Session files are stored in S3 under the session’s prefix. The typical flow is:
  1. Call POST /sessions/{sessionId}/files/upload-sign to get a presigned PUT URL and key.
  2. PUT the file bytes directly to the presigned URL.
  3. Call POST /sessions/{sessionId}/files/sync-to-sandbox with the returned key so the agent can read the file on its next tool call.
Use GET /sessions/{sessionId}/files to list files and DELETE /sessions/{sessionId}/files?key=<key> to remove one. The GET /sessions/{sessionId}/file/preview-pdf endpoint converts Office files (.docx, .xlsx, .pptx, etc.) to PDF via LibreOffice for in-browser preview. The JWT may be passed as an ?auth= query parameter so <iframe> elements can load the PDF without a custom request header.

Media endpoints

Transcription (POST /transcribe) accepts multipart audio up to 25 MB and returns the transcribed text. Requires EXULU_USE_LITELLM=true and TRANSCRIPTION_MODEL to be set. An optional language field (ISO 639-1) prevents Whisper from mis-detecting the language on short clips.

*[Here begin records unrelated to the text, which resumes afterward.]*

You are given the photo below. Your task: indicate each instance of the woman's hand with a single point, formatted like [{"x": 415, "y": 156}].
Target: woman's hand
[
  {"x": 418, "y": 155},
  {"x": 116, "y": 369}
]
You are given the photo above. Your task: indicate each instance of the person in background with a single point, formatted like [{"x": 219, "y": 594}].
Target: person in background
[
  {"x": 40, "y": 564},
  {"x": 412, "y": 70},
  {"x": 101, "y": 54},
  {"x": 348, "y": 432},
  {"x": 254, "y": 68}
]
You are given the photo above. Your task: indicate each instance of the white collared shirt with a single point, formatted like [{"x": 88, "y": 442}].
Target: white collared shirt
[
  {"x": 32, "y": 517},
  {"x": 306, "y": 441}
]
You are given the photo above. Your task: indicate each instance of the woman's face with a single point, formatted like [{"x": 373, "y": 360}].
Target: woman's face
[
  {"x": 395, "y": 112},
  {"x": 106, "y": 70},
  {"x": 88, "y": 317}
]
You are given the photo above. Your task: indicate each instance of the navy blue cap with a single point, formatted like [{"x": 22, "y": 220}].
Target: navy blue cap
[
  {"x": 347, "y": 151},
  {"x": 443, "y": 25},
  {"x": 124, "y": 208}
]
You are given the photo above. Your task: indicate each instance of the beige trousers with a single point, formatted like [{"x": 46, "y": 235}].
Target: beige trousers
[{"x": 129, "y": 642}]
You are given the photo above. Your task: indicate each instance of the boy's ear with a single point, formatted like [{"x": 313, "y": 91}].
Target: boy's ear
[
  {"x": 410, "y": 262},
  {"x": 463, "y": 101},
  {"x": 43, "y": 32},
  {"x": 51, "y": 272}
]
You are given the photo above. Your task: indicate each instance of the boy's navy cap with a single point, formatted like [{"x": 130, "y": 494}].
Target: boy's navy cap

Speech synthesis (POST /speech) converts up to 4,000 characters of text to an MP3 audio file. Requires EXULU_USE_LITELLM=true, TTS_MODEL, and TTS_VOICE. Image generation (POST /images/generate, POST /images/edit, POST /images/select, GET /images/history) backs the in-chat image widget. Models are declared in config.litellm.yaml with model_info.type: image_generation. Generated images are stored in S3 and returned as presigned URLs.

System endpoints

  • GET /ping — returns { "authenticated": true/false }. Useful for checking credentials without triggering a full agent run. No authentication required.
  • GET /theme — returns the platform theme (light/dark colour maps). No authentication required.
  • GET /config — returns the platform’s active feature flags and service states (LiteLLM, workers, file uploads, MCP, telemetry). No authentication required.

Gateway endpoints

IMP provides two integration surfaces for external clients:
  • LiteLLM gateway — direct OpenAI-compatible pass-through at /litellm/{project}/v1/.... Call any model in your config.litellm.yaml by name using any OpenAI-compatible SDK or tool. Use this for raw model calls, embeddings, and batch jobs.
  • MCP endpoint — Streamable HTTP MCP server at /mcp/:agent for Claude Desktop, Cursor, and any MCP-compatible client. Use this to expose a specific IMP agent with its instructions and knowledge.

GDPR / DSGVO

Operator endpoints for fulfilling data-subject access and erasure requests are documented on the GDPR endpoints page. Both require super_admin and are intentionally API-only.